While you may operate exclusively online, searches are becoming more personalized and more likely to be based on locality. You still have to take it into account. This article is going to show you how with the following marketing strategies.
Make Your Business Local
What can you do to make your business local? It has to go further than serving customers from the area.
You need a physical presence in order to do this. That’s why you must provide some sort of address and phone number. It doesn’t matter if you don’t serve customers in-person: This is the minimum required to appear on Google’s radar.
Without your name, address, and phone number, Google won’t take you into account within the local listings.
Spread Yourself Around
Directories were previously thought of as a relic of old SEO. But they’re making a comeback in local form. Make sure that your business is in as many local online directories as possible. Unlike how they used to work, you can’t pay a guy to upload your website to 50 of them.
You must keep them under your control as any time you make changes you’ll be expected to update each and every directory. This can be an annoying and time-consuming process, but relevancy is incredibly important for ranking high.
Be Local With Your Keywords
Many of the old SEO tactics have fallen by the wayside. Not one of those: keywords. They’ve simply become longer and less spammy. Startups have to use them in a different way.
For a start, concentrate on one or two keywords. With these keywords, you should go out of your way to use them only once or twice per listing or piece of content.
Your keywords should have a local flavor. For local keywords, you should concentrate on placing both your niche and your locality into the same string. If you are targeting with hyperlocal SEO you may even include the neighborhood or the street. Try to make them fit in as naturally as possible.
Why Local SEO Is More Important for Startups
Make no mistake, local SEO is important for absolutely everyone. But it’s even more important for startups because they are starting from nothing. You have no presence online and you can’t leverage previous reputation. Typically, startups have little money to begin an SEO campaign. Optimizing for local SEO is annoyingly time-consuming and tedious, but it’s free. As a startup, you have lots of time and not a lot of money. Use the resource you have a ton of to your advantage.

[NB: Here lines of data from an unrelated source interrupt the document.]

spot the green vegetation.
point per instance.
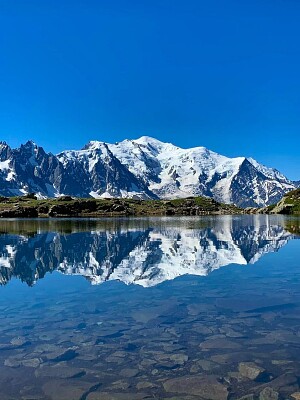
(30, 207)
(292, 201)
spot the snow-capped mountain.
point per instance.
(146, 255)
(142, 168)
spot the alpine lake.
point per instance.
(150, 308)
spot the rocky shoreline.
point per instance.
(67, 207)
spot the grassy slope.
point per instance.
(27, 206)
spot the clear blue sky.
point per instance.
(221, 74)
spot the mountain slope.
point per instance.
(143, 168)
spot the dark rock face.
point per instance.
(96, 171)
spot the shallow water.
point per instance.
(152, 308)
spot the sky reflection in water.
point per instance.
(71, 328)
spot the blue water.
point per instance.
(151, 308)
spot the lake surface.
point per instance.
(150, 308)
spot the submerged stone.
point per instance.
(250, 370)
(268, 394)
(207, 387)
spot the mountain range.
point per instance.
(145, 168)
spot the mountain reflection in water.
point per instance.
(138, 251)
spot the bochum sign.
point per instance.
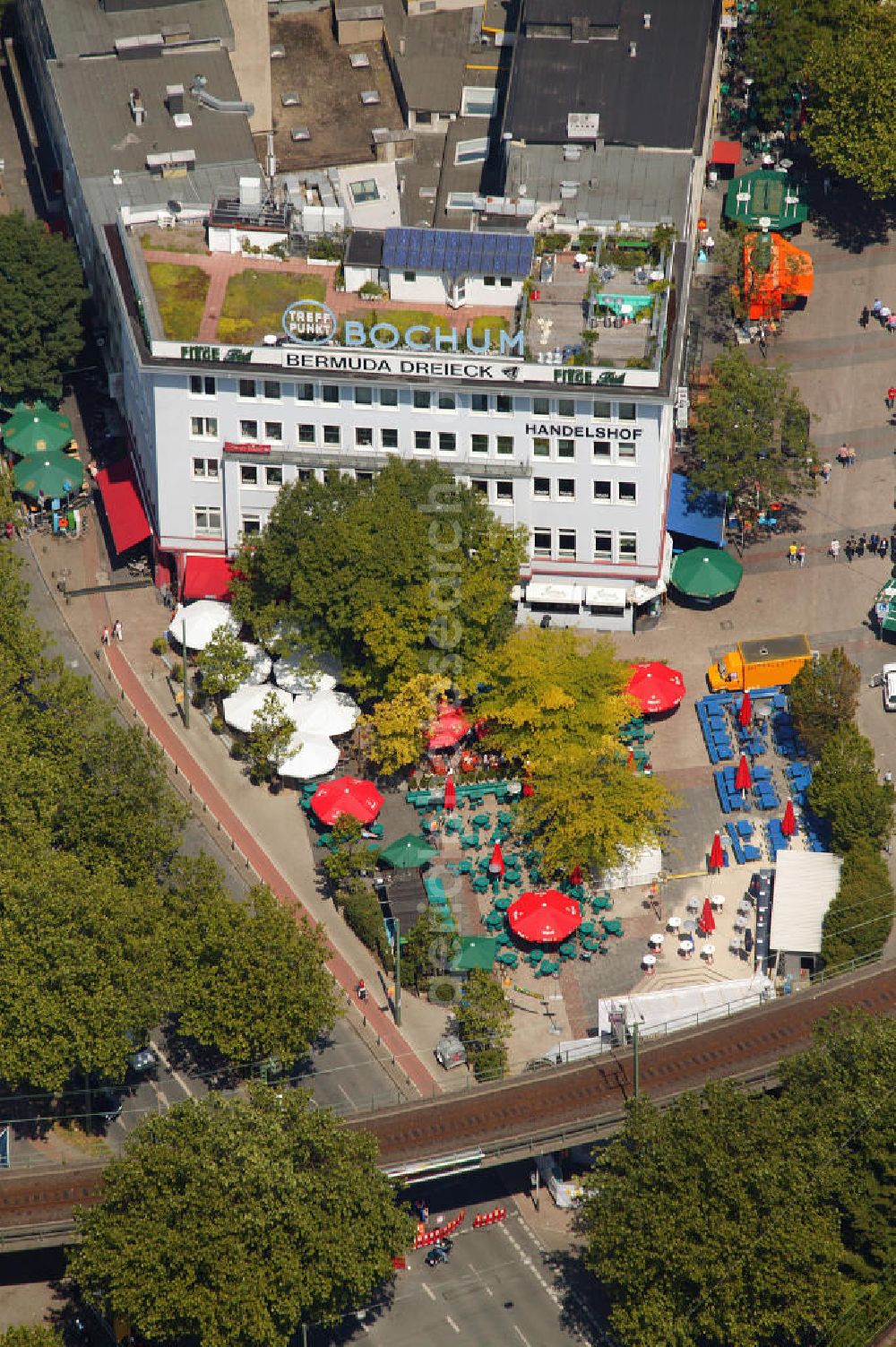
(312, 324)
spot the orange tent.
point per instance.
(776, 275)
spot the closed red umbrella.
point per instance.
(743, 779)
(708, 920)
(655, 687)
(347, 795)
(545, 918)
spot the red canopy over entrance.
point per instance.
(206, 577)
(122, 500)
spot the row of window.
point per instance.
(422, 399)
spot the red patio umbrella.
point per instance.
(743, 779)
(545, 918)
(655, 687)
(347, 795)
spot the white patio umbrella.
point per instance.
(240, 709)
(312, 755)
(326, 712)
(262, 664)
(202, 618)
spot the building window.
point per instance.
(542, 541)
(203, 427)
(628, 547)
(205, 469)
(206, 520)
(472, 151)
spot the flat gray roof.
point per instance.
(83, 27)
(93, 102)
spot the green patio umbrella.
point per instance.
(409, 853)
(51, 473)
(34, 430)
(706, 573)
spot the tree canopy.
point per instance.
(407, 574)
(40, 299)
(230, 1222)
(823, 696)
(751, 434)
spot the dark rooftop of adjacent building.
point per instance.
(649, 99)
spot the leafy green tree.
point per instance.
(484, 1017)
(847, 792)
(858, 920)
(224, 663)
(852, 119)
(403, 575)
(823, 696)
(272, 731)
(40, 299)
(230, 1222)
(751, 434)
(252, 980)
(708, 1224)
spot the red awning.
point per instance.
(725, 152)
(125, 509)
(206, 577)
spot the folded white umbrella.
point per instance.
(262, 663)
(241, 707)
(202, 618)
(326, 712)
(313, 755)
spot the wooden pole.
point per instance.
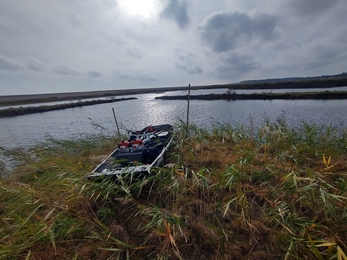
(115, 119)
(188, 108)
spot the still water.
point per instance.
(135, 114)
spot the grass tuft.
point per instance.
(229, 193)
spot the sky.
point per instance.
(53, 46)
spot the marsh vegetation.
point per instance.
(229, 193)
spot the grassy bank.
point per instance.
(10, 112)
(232, 193)
(326, 95)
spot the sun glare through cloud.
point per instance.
(140, 8)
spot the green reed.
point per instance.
(230, 193)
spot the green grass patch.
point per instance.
(230, 193)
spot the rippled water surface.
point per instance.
(135, 114)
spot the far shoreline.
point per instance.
(10, 100)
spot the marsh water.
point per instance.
(27, 130)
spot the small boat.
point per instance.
(134, 158)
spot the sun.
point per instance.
(140, 8)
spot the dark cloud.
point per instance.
(134, 52)
(136, 76)
(35, 65)
(195, 70)
(223, 31)
(176, 11)
(94, 74)
(235, 64)
(186, 62)
(307, 7)
(9, 64)
(64, 70)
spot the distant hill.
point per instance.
(338, 76)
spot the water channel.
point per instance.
(26, 130)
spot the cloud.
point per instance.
(186, 62)
(135, 76)
(224, 31)
(35, 65)
(176, 11)
(9, 64)
(235, 64)
(94, 74)
(195, 70)
(64, 70)
(307, 7)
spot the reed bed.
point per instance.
(229, 192)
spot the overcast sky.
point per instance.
(80, 45)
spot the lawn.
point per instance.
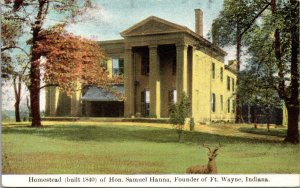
(107, 148)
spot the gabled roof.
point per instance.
(154, 25)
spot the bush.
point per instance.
(180, 111)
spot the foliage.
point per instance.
(179, 112)
(34, 16)
(273, 49)
(236, 15)
(270, 31)
(70, 60)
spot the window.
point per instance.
(228, 83)
(117, 66)
(221, 74)
(213, 102)
(221, 101)
(213, 69)
(145, 66)
(145, 102)
(172, 96)
(174, 66)
(228, 105)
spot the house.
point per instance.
(160, 60)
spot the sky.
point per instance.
(111, 17)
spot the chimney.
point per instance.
(199, 22)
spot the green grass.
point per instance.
(88, 148)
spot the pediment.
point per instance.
(153, 25)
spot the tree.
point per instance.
(276, 38)
(34, 14)
(70, 60)
(179, 112)
(286, 42)
(273, 48)
(13, 66)
(234, 21)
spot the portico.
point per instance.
(167, 59)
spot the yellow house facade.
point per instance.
(162, 60)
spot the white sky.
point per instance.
(115, 16)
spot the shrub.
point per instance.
(179, 111)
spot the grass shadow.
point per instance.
(113, 133)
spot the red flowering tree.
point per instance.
(70, 60)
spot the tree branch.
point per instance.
(48, 85)
(253, 20)
(14, 47)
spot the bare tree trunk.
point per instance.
(268, 119)
(293, 102)
(238, 55)
(293, 126)
(249, 113)
(17, 91)
(35, 80)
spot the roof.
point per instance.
(154, 25)
(115, 93)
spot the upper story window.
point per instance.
(213, 102)
(117, 66)
(221, 102)
(172, 96)
(228, 105)
(228, 83)
(221, 74)
(145, 69)
(213, 70)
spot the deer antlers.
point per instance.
(215, 150)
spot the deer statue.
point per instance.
(210, 168)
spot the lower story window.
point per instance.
(145, 102)
(213, 102)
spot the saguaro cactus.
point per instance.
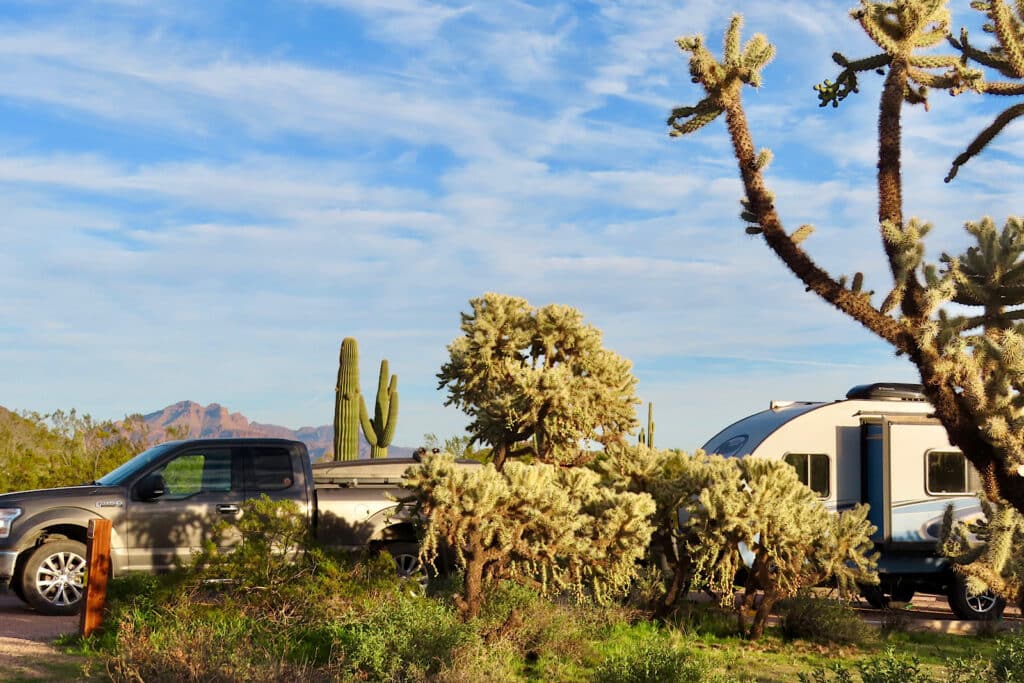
(346, 402)
(380, 430)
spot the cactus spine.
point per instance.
(380, 430)
(347, 401)
(647, 437)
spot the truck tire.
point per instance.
(875, 596)
(53, 578)
(973, 606)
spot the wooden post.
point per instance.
(97, 571)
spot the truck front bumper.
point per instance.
(8, 559)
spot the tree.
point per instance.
(537, 382)
(986, 552)
(555, 528)
(972, 367)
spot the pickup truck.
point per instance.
(164, 503)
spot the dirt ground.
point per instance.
(26, 637)
(27, 652)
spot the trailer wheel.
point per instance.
(875, 596)
(407, 561)
(973, 606)
(903, 592)
(53, 578)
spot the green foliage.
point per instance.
(651, 657)
(709, 508)
(647, 437)
(987, 552)
(347, 401)
(537, 382)
(64, 449)
(821, 620)
(719, 78)
(406, 639)
(556, 528)
(460, 445)
(380, 430)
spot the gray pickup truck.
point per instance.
(164, 503)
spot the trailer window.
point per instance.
(948, 472)
(812, 468)
(730, 446)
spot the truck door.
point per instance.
(203, 485)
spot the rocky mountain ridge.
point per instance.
(186, 419)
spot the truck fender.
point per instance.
(392, 523)
(67, 521)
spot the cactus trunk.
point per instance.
(347, 401)
(380, 430)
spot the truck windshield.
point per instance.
(136, 464)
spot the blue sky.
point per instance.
(201, 200)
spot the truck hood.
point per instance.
(64, 496)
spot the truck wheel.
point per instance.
(407, 560)
(53, 578)
(973, 606)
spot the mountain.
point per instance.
(187, 419)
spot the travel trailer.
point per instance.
(880, 445)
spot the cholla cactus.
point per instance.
(346, 401)
(987, 552)
(710, 507)
(538, 382)
(973, 378)
(551, 527)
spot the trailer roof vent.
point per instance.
(888, 391)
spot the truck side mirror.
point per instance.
(151, 487)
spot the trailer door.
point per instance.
(911, 474)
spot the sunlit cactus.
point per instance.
(380, 430)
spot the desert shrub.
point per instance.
(820, 620)
(649, 656)
(555, 528)
(404, 638)
(892, 668)
(707, 620)
(1008, 660)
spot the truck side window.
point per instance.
(193, 473)
(268, 469)
(813, 470)
(948, 472)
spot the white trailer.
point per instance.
(880, 445)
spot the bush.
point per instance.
(647, 655)
(821, 621)
(1008, 662)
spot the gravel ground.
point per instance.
(26, 652)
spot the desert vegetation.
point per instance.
(321, 616)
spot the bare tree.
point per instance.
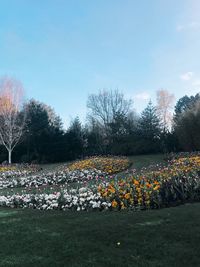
(105, 105)
(11, 118)
(165, 104)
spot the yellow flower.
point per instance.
(127, 195)
(114, 203)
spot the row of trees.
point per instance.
(34, 133)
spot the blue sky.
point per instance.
(63, 50)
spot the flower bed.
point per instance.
(74, 199)
(177, 183)
(109, 165)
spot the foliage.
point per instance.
(109, 165)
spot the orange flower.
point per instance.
(114, 203)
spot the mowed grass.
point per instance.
(158, 238)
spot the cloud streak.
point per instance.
(142, 96)
(189, 26)
(186, 76)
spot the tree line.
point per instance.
(32, 132)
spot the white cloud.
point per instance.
(143, 96)
(186, 76)
(189, 26)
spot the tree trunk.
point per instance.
(9, 156)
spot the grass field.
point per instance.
(167, 237)
(157, 238)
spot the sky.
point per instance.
(64, 50)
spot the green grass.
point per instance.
(159, 238)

This will give you a huge boost in competing with other startups, as well. So many companies don’t think about SEO until later on when they can hire an expert. Get a jump on them by taking it into account straightaway.
Should You Think About Other Search Engines and Websites?
From a keyword point of view, you can use content websites like LinkedIn and other search engines like Bing. You would be a fool not to take them into account because they still represent thousands of users.
The reality, however, that Google is still the number one player. They account for over 90% of the market, and this is only going to grow as the years go on. The vast majority of your efforts should be spent on appealing to Google. You would not be at fault if you focused on them exclusively, at least during the early stages of your business.
Local SEO should be a process that you embark on immediately. Make sure that you go out of your way to begin optimizing as soon as your business opens its doors. It may feel fruitless in the beginning, but in the long-term you’ll be glad that you set aside the time to do it.
With local SEO expected to gain in importance as time goes on, startups that begin right now are putting themselves in an extremely strong position. Fail to do so and you are guaranteed to fall by the wayside.